The tree ADT stores elements hierarchically. There is a distinguished root node. All other nodes have a parent of which they are a child. We use nodes and positions interchangeably for trees.
The definition above precludes an empty tree. This is a matter of taste some authors permit empty trees, others do not.
Some more definitions.
We order the children of a binary tree so that the left child comes before the right child.
There are many examples of trees. You learned tree-structured file systems in 202. However, despite what the book says, for Unix/Linux at least the file system does not form a tree (due to hard and symbolic links).
These notes can be thought of as a tree with nodes corresponding to the chapters, sections, subsections, etc.
Games like chess are analyzed in terms of trees. The root is the current position. For each node its children are the positions resulting from the possible moves.
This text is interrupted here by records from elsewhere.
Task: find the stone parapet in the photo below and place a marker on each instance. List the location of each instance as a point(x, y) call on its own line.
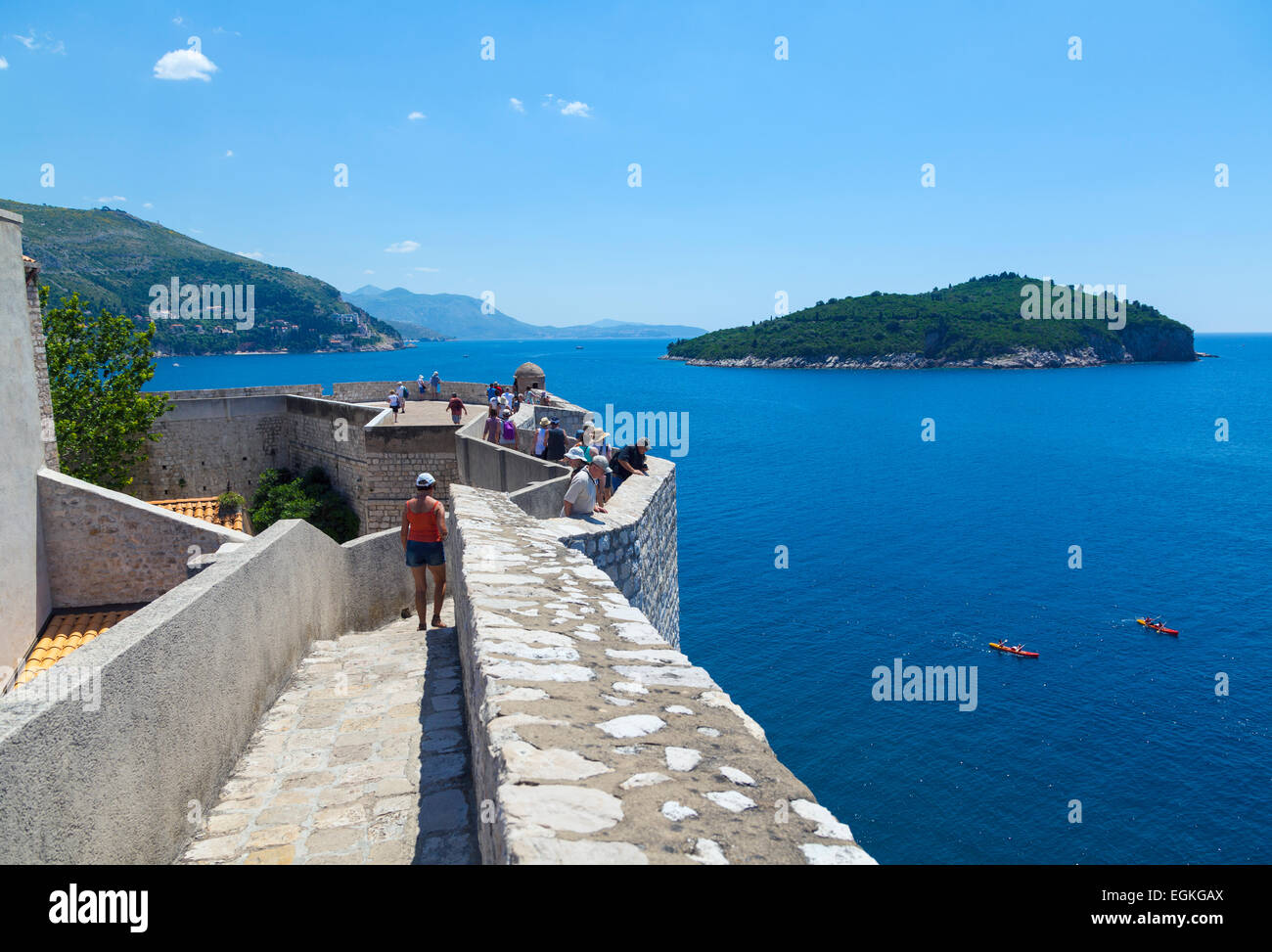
point(102, 756)
point(593, 739)
point(106, 547)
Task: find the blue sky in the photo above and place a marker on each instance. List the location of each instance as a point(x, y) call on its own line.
point(757, 174)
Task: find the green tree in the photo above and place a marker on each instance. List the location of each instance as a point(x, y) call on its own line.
point(97, 367)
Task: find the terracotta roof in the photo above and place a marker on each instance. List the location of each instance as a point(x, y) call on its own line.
point(204, 508)
point(64, 633)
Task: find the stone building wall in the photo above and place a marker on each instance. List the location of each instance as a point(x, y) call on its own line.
point(105, 547)
point(211, 444)
point(378, 390)
point(47, 431)
point(332, 436)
Chess playing programs often limit the depth so that the number of examined moves is not too large.
The leaves are constants or variables and the internal nodes are binary arithmetic operations (+,-,*,/). The tree is a proper ordered binary tree (since we are considering binary operators). The value of a leaf is the value of the constant or variable. The value of an internal node is obtained by applying the operator to the values of the children (in order).
Evaluate an arithmetic expression tree on the board.
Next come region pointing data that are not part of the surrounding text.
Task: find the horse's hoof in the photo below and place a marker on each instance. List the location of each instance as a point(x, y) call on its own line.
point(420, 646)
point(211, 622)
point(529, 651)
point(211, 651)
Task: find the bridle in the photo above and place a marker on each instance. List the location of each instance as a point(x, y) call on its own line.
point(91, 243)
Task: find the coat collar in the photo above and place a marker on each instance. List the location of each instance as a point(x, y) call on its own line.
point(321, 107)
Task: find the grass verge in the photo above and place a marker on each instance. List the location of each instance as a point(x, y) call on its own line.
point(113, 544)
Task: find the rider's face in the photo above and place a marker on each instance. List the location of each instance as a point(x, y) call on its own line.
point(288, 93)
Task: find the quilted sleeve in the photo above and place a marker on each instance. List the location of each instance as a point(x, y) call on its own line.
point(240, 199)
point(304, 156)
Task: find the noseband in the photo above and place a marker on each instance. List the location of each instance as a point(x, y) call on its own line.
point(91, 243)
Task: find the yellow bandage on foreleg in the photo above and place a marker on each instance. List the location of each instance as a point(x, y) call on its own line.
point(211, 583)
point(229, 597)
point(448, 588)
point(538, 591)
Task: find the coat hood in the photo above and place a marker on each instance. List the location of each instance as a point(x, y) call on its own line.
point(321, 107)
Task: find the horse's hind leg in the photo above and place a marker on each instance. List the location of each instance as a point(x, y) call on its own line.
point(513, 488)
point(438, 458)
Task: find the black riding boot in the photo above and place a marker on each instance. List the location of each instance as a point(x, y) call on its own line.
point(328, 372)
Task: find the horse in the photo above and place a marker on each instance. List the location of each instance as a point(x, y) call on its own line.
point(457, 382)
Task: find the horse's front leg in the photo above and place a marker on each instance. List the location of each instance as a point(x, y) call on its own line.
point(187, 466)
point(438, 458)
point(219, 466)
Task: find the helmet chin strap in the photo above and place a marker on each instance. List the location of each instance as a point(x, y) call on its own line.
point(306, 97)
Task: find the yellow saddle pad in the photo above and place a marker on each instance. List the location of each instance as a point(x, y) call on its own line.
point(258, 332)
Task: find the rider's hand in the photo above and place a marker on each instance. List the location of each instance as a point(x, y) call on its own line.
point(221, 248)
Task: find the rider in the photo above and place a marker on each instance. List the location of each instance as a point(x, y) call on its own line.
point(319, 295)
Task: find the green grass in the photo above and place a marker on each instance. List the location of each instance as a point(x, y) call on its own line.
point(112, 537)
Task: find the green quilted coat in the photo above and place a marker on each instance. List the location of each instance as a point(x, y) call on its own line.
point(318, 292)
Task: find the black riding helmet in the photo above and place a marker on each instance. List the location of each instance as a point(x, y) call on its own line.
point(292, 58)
Homework: R-2.2, but made easier by replacing 21 by 10. If you wish you can do the problem in the book instead (I think it is harder).
We have three accessor methods (i.e., methods that permit us to access the nodes of the tree.
We have four query methods that test status.
Finally generic methods that are useful but not related to the tree structure.
Traversing a tree is a systematic method for accessing or "visiting" each node. We will see and analyze three tree traversal algorithms, inorder, preorder, and postorder. They differ in when we visit an internal node relative to its children. In preorder we visit the node first, in postorder we visit it last, and in inorder, which is only defined for binary trees, we visit the node between visiting the left and right children.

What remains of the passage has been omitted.